Ali’nin başı öne düştü, dudakları titredi. Berk’in yanından kaçmayı denedi. Berk hemen önünü kesti. Çenesinden tutup başını kaldırdı.
- Bebe misin sen oğlum, hemencik gözlerin sulanmış. Ayy kıyamam.
- Bırak beni! Babam bakkala gönderdi. Berk’nin yüzü ışıdı, gözleri Ali’nin ellerine kaydı.
- Bak hele kaç para verdi baban?
Ali hışımla baktı onun yüzüne.
- Olmaz sakın, babam beni öldürür.
- Ya benim ne yapacağımı zannediyorsun ki!
Bir Allah’ın kulu olmaz mı sokakta! Hay aksi. Tam da beni gönderecek…
Berk, Ali’nin sımsıkı kapalı olan yumruğunu yakaladı. Pis pis sırıtarak, tek tek zorla açtı parmaklarını. Avucunun içindeki buruşuk kâğıdın üstünde bir, sıfır, sıfır rakamları göründü. Ali, bir yandan parmaklarının acısıyla, bir yandan içindeki öfkeyle bağırıp, uluyordu. Berk kahkahalar atıyordu. Sokak lambalarının ışığı yandı, sokağın karanlığı kırıldı. Ali’nin avucunun içindeki paranın yerini boşluk sardı. Gözlerini yere indirdi, ağlamaya başladı. Şılak! Berk’in beş parmağı patladı yüzünde küçük çocuğunun. Dudağının kenarından kan sızdı. Ali yere çömeldi. Dizlerine kapandı.
Salya sümük kan tadı birbirine karıştı, pantolonuna bulandı. Ali ağladı da ağladı. Bir an yumuşacık bir sıcaklık sardı küçük bedenini. Sıcak bir soluk hissetti suratının yanında. Yüzünü kaldırıp baktığında Nazlı Ablasının yüzünü gördü.
- Neredesin sen?
- Alicim, canım. Seslerinizi duyunca hemen fırladım. Elini açıp avucunu gösterdi. Kırış kırış yüzlük tam orada duruyordu. Sen bir de o haydutun halini gör. Bir daha ne sana ne de tek bir arkadaşına yanaşamaz.

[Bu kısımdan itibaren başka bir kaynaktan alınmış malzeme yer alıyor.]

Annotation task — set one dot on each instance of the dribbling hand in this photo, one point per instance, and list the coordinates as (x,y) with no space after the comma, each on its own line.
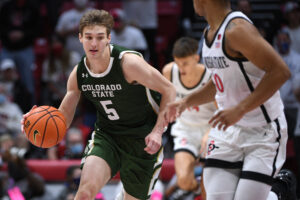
(174,110)
(24,118)
(153,142)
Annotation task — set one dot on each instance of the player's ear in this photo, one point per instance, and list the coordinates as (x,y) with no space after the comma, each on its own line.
(197,57)
(80,37)
(109,39)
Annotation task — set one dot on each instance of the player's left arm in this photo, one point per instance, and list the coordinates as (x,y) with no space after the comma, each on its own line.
(245,39)
(136,69)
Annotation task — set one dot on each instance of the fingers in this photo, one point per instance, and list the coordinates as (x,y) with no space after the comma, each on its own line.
(24,118)
(152,146)
(219,121)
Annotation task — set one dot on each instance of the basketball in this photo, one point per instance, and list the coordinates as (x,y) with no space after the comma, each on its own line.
(45,126)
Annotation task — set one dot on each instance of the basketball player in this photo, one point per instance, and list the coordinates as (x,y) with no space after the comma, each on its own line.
(128,132)
(247,142)
(191,128)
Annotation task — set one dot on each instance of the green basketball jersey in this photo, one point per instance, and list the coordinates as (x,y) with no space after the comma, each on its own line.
(122,108)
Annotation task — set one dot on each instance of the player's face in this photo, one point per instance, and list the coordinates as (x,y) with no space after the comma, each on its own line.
(187,64)
(198,7)
(94,40)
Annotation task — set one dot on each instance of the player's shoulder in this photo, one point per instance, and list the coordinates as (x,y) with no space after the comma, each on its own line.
(167,69)
(239,27)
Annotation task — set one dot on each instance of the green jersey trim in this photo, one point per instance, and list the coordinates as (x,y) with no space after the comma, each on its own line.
(135,52)
(103,73)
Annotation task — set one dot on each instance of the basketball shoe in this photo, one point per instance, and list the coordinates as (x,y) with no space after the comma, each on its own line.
(285,185)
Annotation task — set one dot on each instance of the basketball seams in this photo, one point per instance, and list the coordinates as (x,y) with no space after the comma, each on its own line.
(41,107)
(59,124)
(39,119)
(28,135)
(45,129)
(57,130)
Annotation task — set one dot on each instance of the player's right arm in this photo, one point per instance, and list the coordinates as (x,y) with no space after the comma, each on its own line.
(167,70)
(204,95)
(71,99)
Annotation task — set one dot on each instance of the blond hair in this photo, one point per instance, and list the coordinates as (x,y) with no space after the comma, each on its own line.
(96,17)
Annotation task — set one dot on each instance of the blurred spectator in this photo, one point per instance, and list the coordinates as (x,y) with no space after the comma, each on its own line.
(264,26)
(19,28)
(21,179)
(71,148)
(8,77)
(292,15)
(126,35)
(55,72)
(72,183)
(10,115)
(143,14)
(289,91)
(68,23)
(292,59)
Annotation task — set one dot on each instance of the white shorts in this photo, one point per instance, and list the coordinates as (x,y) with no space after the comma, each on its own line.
(188,138)
(259,152)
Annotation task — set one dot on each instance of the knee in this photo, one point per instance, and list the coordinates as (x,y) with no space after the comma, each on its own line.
(186,183)
(84,194)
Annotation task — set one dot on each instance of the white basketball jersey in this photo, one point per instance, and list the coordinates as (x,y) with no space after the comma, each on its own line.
(236,78)
(197,115)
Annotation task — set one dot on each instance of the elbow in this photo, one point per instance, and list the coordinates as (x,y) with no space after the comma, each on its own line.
(172,91)
(286,74)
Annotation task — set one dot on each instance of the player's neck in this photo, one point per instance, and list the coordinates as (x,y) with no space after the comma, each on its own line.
(215,20)
(193,77)
(100,63)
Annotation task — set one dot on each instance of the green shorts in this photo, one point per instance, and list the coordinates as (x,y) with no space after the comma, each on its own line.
(138,170)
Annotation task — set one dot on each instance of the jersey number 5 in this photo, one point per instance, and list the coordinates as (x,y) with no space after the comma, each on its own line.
(219,83)
(111,112)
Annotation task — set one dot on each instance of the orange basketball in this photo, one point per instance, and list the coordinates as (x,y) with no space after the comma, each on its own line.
(45,126)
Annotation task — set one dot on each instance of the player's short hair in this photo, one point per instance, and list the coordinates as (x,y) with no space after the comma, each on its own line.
(96,17)
(185,46)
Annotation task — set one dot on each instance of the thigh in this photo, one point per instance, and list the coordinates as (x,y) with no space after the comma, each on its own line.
(139,170)
(249,190)
(95,174)
(103,146)
(265,151)
(188,138)
(223,149)
(184,164)
(220,184)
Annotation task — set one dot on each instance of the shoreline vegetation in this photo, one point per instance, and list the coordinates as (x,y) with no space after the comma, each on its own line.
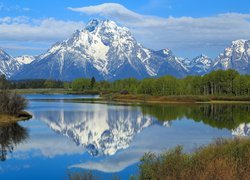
(12,105)
(9,119)
(223,159)
(217,86)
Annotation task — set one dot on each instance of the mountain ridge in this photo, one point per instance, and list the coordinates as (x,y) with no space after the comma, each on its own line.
(110,52)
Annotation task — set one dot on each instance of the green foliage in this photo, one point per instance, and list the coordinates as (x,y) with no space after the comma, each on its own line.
(216,83)
(81,84)
(228,116)
(3,82)
(224,159)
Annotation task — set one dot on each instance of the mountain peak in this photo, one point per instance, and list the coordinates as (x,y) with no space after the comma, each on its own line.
(92,25)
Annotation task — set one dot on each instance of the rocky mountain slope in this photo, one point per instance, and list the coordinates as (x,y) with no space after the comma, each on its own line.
(108,51)
(8,65)
(103,50)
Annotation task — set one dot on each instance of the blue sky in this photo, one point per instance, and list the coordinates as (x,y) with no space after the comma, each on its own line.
(188,27)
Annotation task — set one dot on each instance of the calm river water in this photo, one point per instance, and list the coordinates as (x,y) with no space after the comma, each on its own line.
(67,136)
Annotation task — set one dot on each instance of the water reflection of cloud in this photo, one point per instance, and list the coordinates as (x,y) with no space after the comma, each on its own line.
(155,139)
(46,145)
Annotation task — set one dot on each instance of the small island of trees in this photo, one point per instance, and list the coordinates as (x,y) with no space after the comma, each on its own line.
(11,103)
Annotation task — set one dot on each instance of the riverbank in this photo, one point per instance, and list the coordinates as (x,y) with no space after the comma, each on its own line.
(22,116)
(139,98)
(175,99)
(223,159)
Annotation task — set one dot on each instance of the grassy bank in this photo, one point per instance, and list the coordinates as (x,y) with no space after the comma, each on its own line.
(53,91)
(6,118)
(140,98)
(224,159)
(176,99)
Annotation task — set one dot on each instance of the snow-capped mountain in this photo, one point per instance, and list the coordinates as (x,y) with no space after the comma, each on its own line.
(200,65)
(8,65)
(103,131)
(237,57)
(25,59)
(108,51)
(103,50)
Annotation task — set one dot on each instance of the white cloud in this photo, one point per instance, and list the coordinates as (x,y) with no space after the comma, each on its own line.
(25,29)
(175,32)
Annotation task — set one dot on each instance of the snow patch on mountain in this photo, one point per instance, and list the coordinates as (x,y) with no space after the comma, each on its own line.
(8,65)
(104,50)
(25,59)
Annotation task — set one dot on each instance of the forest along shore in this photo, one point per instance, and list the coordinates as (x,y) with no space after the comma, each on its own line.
(217,86)
(12,105)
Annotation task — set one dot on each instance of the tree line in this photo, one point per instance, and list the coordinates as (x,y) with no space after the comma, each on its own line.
(219,82)
(10,102)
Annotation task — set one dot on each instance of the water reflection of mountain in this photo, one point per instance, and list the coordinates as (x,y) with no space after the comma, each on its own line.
(10,136)
(103,131)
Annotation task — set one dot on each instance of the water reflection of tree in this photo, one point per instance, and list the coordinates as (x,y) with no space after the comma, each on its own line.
(10,136)
(228,116)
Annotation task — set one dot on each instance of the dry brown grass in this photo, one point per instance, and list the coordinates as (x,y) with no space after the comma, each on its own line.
(224,159)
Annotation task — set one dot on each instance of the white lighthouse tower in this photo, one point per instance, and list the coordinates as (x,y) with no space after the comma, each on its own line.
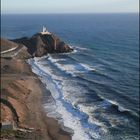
(45,31)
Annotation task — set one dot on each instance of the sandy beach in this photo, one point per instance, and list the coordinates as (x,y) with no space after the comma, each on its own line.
(25,91)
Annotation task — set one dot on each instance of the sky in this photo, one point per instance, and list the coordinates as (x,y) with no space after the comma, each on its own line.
(69,6)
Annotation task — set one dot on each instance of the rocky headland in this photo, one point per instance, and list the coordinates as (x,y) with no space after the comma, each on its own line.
(22,114)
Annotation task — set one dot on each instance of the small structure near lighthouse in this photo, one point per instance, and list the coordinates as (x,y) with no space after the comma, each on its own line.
(45,31)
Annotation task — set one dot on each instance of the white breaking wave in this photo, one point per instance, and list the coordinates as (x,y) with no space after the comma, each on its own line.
(62,106)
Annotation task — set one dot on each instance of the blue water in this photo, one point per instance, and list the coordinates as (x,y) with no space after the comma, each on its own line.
(96,88)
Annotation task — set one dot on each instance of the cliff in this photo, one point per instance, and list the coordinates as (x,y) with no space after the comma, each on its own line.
(41,44)
(22,115)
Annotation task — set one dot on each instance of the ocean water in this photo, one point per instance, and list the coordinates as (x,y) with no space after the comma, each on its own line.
(95,89)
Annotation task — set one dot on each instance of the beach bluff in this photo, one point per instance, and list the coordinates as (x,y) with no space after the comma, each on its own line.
(22,113)
(42,43)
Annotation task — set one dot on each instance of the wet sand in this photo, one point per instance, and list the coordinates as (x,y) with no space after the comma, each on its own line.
(24,91)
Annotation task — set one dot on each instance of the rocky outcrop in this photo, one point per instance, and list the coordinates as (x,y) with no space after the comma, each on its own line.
(41,44)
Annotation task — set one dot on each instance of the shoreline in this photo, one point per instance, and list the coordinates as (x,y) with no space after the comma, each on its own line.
(29,106)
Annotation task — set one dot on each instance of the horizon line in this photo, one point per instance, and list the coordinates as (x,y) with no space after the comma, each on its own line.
(71,13)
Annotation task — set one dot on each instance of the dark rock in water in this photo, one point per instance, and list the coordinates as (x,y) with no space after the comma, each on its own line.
(41,44)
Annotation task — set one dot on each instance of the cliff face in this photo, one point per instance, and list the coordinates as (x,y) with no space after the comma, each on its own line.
(41,44)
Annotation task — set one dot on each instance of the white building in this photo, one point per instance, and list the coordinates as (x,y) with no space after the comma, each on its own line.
(45,31)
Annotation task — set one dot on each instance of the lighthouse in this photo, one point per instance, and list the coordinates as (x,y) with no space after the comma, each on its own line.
(45,31)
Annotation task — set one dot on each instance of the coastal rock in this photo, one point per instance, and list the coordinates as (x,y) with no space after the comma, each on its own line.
(41,44)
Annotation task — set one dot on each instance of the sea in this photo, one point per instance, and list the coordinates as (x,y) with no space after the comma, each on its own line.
(95,88)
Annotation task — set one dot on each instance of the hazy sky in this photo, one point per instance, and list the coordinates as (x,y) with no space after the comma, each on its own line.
(69,6)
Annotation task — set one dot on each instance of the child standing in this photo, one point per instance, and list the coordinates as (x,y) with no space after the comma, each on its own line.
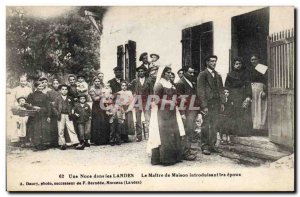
(116,119)
(82,86)
(125,99)
(83,114)
(63,108)
(21,121)
(225,123)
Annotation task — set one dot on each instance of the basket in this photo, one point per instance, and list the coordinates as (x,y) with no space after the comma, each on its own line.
(23,112)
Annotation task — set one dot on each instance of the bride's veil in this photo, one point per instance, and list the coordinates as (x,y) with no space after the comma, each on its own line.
(154,137)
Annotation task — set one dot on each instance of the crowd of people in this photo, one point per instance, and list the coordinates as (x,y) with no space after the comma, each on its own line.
(77,114)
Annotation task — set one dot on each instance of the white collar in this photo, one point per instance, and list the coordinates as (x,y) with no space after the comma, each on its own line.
(210,70)
(188,81)
(165,83)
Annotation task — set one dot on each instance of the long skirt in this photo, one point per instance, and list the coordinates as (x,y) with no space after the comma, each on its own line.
(170,151)
(259,107)
(99,126)
(129,124)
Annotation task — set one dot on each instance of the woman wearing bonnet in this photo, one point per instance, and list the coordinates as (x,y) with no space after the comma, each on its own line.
(166,126)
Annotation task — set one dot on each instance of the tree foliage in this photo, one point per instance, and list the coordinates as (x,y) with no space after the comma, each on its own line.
(55,46)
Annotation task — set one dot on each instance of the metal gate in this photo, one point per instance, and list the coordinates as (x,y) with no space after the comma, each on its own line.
(281,60)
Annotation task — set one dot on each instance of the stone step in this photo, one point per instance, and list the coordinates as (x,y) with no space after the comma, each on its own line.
(241,159)
(260,142)
(254,152)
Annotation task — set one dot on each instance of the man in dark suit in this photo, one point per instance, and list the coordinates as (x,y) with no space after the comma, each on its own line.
(210,91)
(115,83)
(187,92)
(144,59)
(141,87)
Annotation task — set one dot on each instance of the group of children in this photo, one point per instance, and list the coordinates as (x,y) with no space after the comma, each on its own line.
(72,115)
(75,117)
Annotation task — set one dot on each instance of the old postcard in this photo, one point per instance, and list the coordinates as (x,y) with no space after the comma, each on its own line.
(108,98)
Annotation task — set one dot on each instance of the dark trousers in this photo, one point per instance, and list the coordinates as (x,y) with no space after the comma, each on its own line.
(84,131)
(209,133)
(189,125)
(139,126)
(115,131)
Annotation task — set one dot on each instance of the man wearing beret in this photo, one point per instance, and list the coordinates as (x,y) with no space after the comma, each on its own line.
(141,87)
(144,59)
(210,90)
(115,83)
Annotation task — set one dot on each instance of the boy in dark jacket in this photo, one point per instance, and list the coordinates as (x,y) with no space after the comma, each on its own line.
(225,123)
(63,107)
(83,114)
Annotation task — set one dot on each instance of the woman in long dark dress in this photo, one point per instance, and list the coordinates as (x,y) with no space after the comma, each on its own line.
(127,97)
(52,95)
(100,120)
(39,124)
(258,78)
(165,145)
(238,84)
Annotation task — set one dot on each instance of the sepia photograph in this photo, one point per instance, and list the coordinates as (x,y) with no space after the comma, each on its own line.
(150,98)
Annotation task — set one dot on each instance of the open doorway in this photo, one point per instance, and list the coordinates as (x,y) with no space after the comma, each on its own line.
(197,43)
(249,35)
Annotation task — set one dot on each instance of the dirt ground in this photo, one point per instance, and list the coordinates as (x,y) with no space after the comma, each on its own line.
(133,153)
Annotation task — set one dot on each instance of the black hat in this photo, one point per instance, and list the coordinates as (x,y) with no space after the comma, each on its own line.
(21,98)
(80,75)
(118,68)
(141,67)
(142,55)
(63,85)
(153,54)
(43,78)
(82,95)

Ali derisi gerilmiş dudaklarıyla zar zor gülümsedi.
- Bize gidelim seni bir güzel temizleyelim olur mu?
- Yok, benim hemen bakkala gidip eve geri dönmem lazım.
Yol boyunca Nazlı Abla'sı ona eşlik etti ta ki Ali’lerin evine son bir apartman kalıncaya kadar. Kapıyı Ali’nin babası açtı. Yüzü pislik içinde Ali, mutlulukla uzattı babasına elindeki poşeti.
Tepkiniz nedir?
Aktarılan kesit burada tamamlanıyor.